Un système de surveillance, ayant fait ses preuves pendant de longues années et terriblement renforcé depuis les incarcérations en masse de la Terreur, y rend impossible toute relation avec le monde extérieur. Aucune lettre ne peut être transmise au-dehors, aucune visite n’est possible, car le personnel n’est pas composé ici de gardiens amateurs comme au Temple, mais de geôliers de métier prévenus contre toutes les ruses ; en outre, pour plus de précaution, des « moutons », ou mouchards professionnels, qui dénonceraient à l’avance aux autorités toute tentative d’évasion, sont mêlés aux prisonniers. On pourrait donc croire qu’avec un pareil système toute résistance individuelle est d’avance vouée à l’échec.
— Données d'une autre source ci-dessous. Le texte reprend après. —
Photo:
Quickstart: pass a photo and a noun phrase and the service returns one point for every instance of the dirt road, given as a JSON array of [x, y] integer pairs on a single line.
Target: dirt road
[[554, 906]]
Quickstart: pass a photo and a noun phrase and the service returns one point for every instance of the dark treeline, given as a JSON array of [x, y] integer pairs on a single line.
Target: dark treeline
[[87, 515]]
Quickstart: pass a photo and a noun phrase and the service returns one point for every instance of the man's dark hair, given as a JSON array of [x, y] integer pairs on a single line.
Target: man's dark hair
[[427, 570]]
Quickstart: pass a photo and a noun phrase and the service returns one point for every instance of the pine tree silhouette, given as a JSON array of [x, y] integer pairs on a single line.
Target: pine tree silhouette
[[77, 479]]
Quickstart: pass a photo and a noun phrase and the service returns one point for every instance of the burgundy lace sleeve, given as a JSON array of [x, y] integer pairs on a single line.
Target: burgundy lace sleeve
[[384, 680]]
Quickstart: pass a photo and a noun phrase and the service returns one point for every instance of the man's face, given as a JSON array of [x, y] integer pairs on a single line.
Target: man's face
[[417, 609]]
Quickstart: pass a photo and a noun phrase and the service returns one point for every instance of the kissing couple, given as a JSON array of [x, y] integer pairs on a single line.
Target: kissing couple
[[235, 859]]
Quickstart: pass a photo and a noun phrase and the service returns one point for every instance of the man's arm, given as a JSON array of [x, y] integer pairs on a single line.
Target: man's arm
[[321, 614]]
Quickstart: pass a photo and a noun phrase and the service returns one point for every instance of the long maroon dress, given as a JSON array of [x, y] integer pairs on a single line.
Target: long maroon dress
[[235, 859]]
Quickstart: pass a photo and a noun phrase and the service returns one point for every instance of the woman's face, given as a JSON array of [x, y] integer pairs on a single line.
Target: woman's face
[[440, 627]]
Mais, secrète consolation, en face de toute puissance collective, si l’individu est ferme et résolu, il finit presque toujours par être plus fort que n’importe quel système. Dans la mesure où sa volonté reste inébranlable, l’être humain l’emporte presque toujours sur les règlements ; il en est ainsi pour Marie-Antoinette. Au bout de quelques jours déjà, grâce à cette étrange magie qui émane en partie de son nom, en partie de la noblesse de son attitude, tous ceux qui sont attachés à sa surveillance deviennent ses amis, ses serviteurs, ses complices. La femme du concierge n’est chargée que de balayer sa chambre et de lui préparer une nourriture ordinaire ; malgré cela elle lui confectionne avec un soin touchant des plats de choix, se met à sa disposition pour la coiffer et fait venir chaque jour de l’autre bout de la ville une eau que Marie-Antoinette préfère. La servante de la concierge, de son côté, profite de chaque occasion pour se glisser auprès de la prisonnière et lui offrir ses services. Et les gendarmes aux moustaches sévèrement retroussées, aux larges sabres cliquetants, aux fusils constamment chargés, qui devraient interdire tout cela, que font-ils ? Tous les jours – le procès-verbal de l’interrogatoire en donne la preuve – ils achètent au marché, de leurs propres deniers, des fleurs qu’ils apportent à Marie-Antoinette pour orner sa triste demeure. C’est justement dans le peuple, qui connaît mieux le malheur que la bourgeoisie, que vibre la plus grande compassion pour cette femme si détestée en ses jours heureux. Quand les femmes du marché apprennent par Mme Richard qu’un poulet ou des légumes sont destinés à la « reine », elles choisissent soigneusement ce qu’il y a de mieux, et Fouquier-Tinville, au procès, est forcé de constater, avec un étonnement irrité, que Marie-Antoinette a joui de beaucoup plus d’avantages à la Conciergerie qu’au Temple. C’est précisément là où la mort règne le plus cruellement, que, comme une défense inconsciente, se développent le plus en l’homme les sentiments d’humanité.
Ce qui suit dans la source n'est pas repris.